Understand joins concepts and syntax

Completed

The most fundamental and common method of combining data from multiple tables is to use a JOIN operation. Some people think of JOIN as a separate clause in a SELECT statement, but others think of it as part of the FROM clause. This module will mainly consider it to be part of the FROM clause. In this module, we'll discover how the FROM clause in a T-SQL SELECT statement creates intermediate virtual tables that will be consumed by later phases of the query.

The FROM Clause and Virtual Tables

If you’ve learned about the logical order of operations that are performed when SQL Server processes a query, you’ve seen that the FROM clause of a SELECT statement is the first clause to be processed.
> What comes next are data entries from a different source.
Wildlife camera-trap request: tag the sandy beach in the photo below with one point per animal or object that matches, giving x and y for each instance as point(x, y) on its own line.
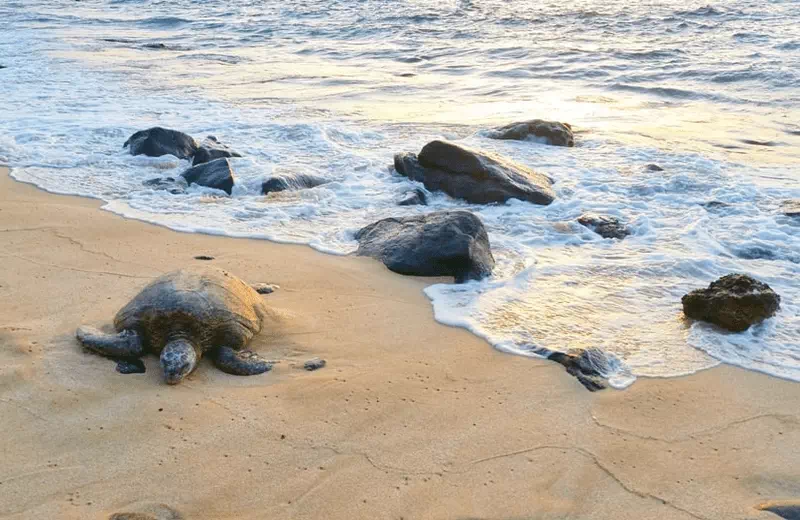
point(409, 419)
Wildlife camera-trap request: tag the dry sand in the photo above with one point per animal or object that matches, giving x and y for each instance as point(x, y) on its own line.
point(410, 419)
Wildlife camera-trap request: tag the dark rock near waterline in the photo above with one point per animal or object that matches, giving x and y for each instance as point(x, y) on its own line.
point(786, 509)
point(414, 198)
point(216, 174)
point(174, 186)
point(733, 302)
point(292, 182)
point(591, 367)
point(477, 177)
point(314, 364)
point(606, 227)
point(211, 149)
point(157, 141)
point(791, 208)
point(130, 366)
point(557, 134)
point(444, 243)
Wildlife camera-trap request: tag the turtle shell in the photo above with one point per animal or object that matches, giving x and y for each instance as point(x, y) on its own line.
point(208, 306)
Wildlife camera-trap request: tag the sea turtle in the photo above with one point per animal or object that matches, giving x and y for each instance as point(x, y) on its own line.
point(182, 315)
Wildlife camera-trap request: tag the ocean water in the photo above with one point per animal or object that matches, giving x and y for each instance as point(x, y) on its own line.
point(709, 92)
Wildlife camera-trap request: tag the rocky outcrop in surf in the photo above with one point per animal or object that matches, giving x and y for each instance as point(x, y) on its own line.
point(211, 149)
point(444, 243)
point(605, 226)
point(216, 174)
point(292, 182)
point(554, 133)
point(733, 302)
point(477, 177)
point(157, 141)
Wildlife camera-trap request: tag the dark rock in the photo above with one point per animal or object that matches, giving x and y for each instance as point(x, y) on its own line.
point(791, 208)
point(130, 366)
point(216, 174)
point(445, 243)
point(606, 227)
point(786, 509)
point(476, 177)
point(734, 302)
point(265, 288)
point(211, 149)
point(314, 364)
point(557, 134)
point(174, 186)
point(414, 198)
point(591, 367)
point(157, 141)
point(291, 182)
This clause determines which table or tables will be the source of rows for the query. The FROM can reference a single table or bring together multiple tables as the source of data for your query. You can think of the FROM clause as creating and populating a virtual table. This virtual table will hold the output of the FROM clause and be used by clauses of the SELECT statement that are applied later, such as the WHERE clause. As you add extra functionality, such as join operators, to a FROM clause, it will be helpful to think of the purpose of the FROM clause elements as either to add rows to, or remove rows from, the virtual table.
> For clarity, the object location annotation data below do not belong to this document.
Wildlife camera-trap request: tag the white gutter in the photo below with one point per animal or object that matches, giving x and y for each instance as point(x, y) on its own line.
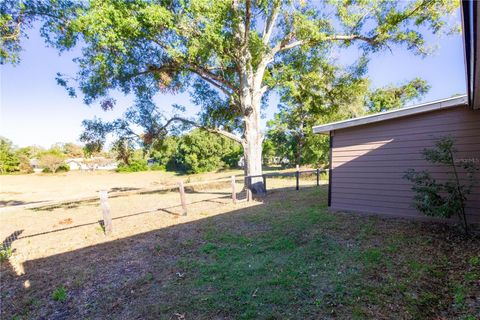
point(393, 114)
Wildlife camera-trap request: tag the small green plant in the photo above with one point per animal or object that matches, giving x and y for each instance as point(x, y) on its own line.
point(5, 253)
point(59, 294)
point(444, 199)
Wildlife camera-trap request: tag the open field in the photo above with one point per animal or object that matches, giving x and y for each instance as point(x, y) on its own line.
point(285, 257)
point(24, 189)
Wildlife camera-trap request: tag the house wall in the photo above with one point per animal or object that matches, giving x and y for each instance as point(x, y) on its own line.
point(369, 161)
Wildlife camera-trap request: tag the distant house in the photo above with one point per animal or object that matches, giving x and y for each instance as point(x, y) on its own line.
point(95, 163)
point(369, 155)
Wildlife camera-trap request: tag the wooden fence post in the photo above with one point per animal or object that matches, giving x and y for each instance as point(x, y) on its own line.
point(181, 189)
point(234, 191)
point(297, 176)
point(107, 217)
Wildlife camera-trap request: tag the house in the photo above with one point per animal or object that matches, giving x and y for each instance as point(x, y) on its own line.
point(95, 163)
point(370, 155)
The virtual table created by a FROM clause is a logical entity only. In SQL Server, no physical table is created, whether persistent or temporary, to hold the results of the FROM clause, as it is passed to the WHERE clause or other parts of the query.
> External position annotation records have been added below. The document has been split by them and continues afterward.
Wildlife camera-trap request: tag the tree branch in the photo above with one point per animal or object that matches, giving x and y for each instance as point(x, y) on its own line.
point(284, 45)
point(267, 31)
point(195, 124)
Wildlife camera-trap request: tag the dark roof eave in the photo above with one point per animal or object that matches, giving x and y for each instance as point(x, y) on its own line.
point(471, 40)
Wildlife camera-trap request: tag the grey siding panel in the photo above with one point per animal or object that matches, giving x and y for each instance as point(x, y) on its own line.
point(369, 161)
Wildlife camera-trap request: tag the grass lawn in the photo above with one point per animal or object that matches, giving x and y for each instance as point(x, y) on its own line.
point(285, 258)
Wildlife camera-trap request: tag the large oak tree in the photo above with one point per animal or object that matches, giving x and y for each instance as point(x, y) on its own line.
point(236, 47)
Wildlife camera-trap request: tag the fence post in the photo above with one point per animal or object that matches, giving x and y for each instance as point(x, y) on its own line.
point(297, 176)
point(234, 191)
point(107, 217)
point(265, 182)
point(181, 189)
The virtual table created by the FROM clause contains data from all of the joined tables. It can be useful to think of the results as sets, and conceptualize the join results as a Venn diagram.

A Venn diagram showing the set of an Employee table joined to a SalesOrder table

Throughout its history, the T-SQL language has expanded to reflect changes to the American National Standards Institute (ANSI) standards for the SQL language. One of the most notable places where these changes are visible is in the syntax for joins in a FROM clause. In the ANSI SQL-89 standard, joins were specified by including multiple tables in the FROM clause in a comma-separated list. Any filtering to determine which rows to include were performed in the WHERE clause, like this:

SELECT p.ProductID, m.Name AS Model, p.Name AS Product
FROM SalesLT.Product AS p, SalesLT.ProductModel AS m
WHERE p.ProductModelID = m.ProductModelID;

This syntax is still supported by SQL Server, but because of the complexity of representing the filters for complex joins, it is not recommended. Additionally, if a WHERE clause is accidentally omitted, ANSI SQL-89-style joins can easily become Cartesian products and return an excessive number of result rows, causing performance problems, and possibly incorrect results.

When learning about writing multi-table queries in T-SQL, it's important to understand the concept of Cartesian products. In mathematics, a Cartesian product is the product of two sets. The product of a set of two elements and a set of six elements is a set of 12 elements, or 6 x 2. Every element in one set is combined with every element in the other set. In the example below, we have a set of names with two elements and a set of products with three elements. The Cartesian product combines every name with every product yielding six elements.

Cartesian product

In databases, a Cartesian product is the result of combining every row in one table to every row of another table. The product of a table with 10 rows and a table with 100 rows is a result set with 1,000 rows. The underlying result of a JOIN operation is a Cartesian product but for most T-SQL queries, a Cartesian product isn't the desired result. In T-SQL, a Cartesian product occurs when two input tables are joined without considering any relationships between them. With no information about relationships, the SQL Server query processor will return all possible combinations of rows. While this result can have some practical applications, such as generating test data, it's not typically useful and can have severe performance implications.

With the advent of the ANSI SQL-92 standard, support for the keywords JOIN and ON clauses was added. T-SQL also supports this syntax. Joins are represented in the FROM clause by using the appropriate JOIN operator. The logical relationship between the tables, which becomes a filter predicate, is specified in the ON clause.

The following example restates the previous query with the newer syntax:

SELECT p.ProductID, m.Name AS Model, p.Name AS Product
FROM SalesLT.Product AS p
JOIN SalesLT.ProductModel AS m
    ON p.ProductModelID = m.ProductModelID;

Note

The ANSI SQL-92 syntax makes it more difficult to create accidental Cartesian products. Once the keyword JOIN has been added, a syntax error will be raised if an ON clause is missing, unless the JOIN is specified as a CROSS JOIN.